I choose a USB 2.0 HUB with four outputs as a simple math will show that we need 3 of them in our setup and we can use one for further "developments".
A short trip to a local DIY store provided all the necessary components; the case, the board and some LED’s because I didn’t have the green ones!



I agree with “one picture made a thousand words”, therefore I let you see what is the result.
So, I made a "motherboard" where I put the USB plug, the LED's, and the I/O volume potentiometers. There is some pads left for external DC input regulation with a 7805 circuit (not populated yet) and for isolation transformers (in the eventuality of 50 Hz hum).
I also provided some common ground because I choose not to use isolation. Hmmm, the "isolation" story seems to be a humbug of sime sort because, from what I seen in the market, the CAT port is not isolated so, despite the isolation of the audio and PTT, the PC IS connected to the transceiver! So, why try to complicate my life?
In the upper

The audio USB board UCA-202 from Behringer:
This board has a Stereo Line input and a Stereo Line Output. There is also a "monitor" headphones output, but this is not used. Maybe I will put a little speaker inside the box but is not yet necessary!
The USB2COM adapters:

The USB2COM adapters was tested before te see how they works!

If you can see them here it's a proof that they passed the test, HI!
Like I said, I used one for CAT control. This one was left "in one piece" to provide some mechanical fixing. The one for PTT and CD (Carrier Detect - Open Squelch) was removed from the DB9 connector. This was necessary because all the signals (including Audio I/O) will be sent to the transceiver via one cable).
The PTT was set on COM's RTS and the CD on the COM'S CD (to be clear, HI).

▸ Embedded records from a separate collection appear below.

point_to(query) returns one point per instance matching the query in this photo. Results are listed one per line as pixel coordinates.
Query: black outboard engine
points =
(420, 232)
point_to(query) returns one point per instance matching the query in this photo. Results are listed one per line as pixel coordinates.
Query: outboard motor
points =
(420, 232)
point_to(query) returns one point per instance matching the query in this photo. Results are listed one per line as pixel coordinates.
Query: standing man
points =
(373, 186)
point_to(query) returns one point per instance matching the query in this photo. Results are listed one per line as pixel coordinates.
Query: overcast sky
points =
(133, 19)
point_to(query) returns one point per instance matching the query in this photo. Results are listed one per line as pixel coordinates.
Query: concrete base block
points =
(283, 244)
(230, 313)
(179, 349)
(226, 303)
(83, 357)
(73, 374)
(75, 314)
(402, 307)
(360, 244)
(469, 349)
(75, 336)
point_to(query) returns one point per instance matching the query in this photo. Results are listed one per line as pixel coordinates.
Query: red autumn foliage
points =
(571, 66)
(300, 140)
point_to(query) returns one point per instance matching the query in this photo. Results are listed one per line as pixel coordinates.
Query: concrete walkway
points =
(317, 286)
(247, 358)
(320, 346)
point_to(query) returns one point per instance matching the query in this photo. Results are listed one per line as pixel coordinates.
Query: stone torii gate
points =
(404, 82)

Here I use two K817 optocouplers. The PTT port can whitstand about 50 mA at 70V.

The LEDs

I like to have some visual information about the working state of the interface, so I desoldered the original LED from every board and reroute them on the front panel.

From left to right:

-Blue: Power on USB HUB;

-Green: Power on CAT COM1;

-Green: Audio Board recognised by the OS;

-Red: PTT on COM2

-Yellow: CD on COM2.

-Blue: not connected.

The "look":



After closing the case, the HM Interface looked fantastic, especially in the dim light!
On the rear panel, I provided 3 RCA for Audio I/O and for PTT/ They are not wired yet.

Further development may include a second USB audio board for digital voice...

OK, it is not perfect, but the tests showed that this "box" performs well... I have only one complain: the Input level is often too small for the sound board. Despite this, the excellent S/N ratio of the Behringer board made me think twice before adding a small input preamplifier!
The two potentiometers are unused...
The cost is much under a commercial interface... Much!

And, for the final, what will be a CAT-Digimodes interface without a Tom-CAT?

73 de YO3HJV

LATER EDIT:

I added a small preamplifier (around 6 db) on the audio input of the interface. The signal goes into one of the two potentiometers (reserved on the motherboard) to fine tune the input volume. A small Switch on the front panel allow me to bypass the preamplifier because the signal from ICOM IC7000 is loud enough to drive irectly the soundboard.
I also put a 4 GB flash memory for various purposes (the HRD Logbook, audio recording of my QSO's and a small collection of digimodes software-around 300 Mb).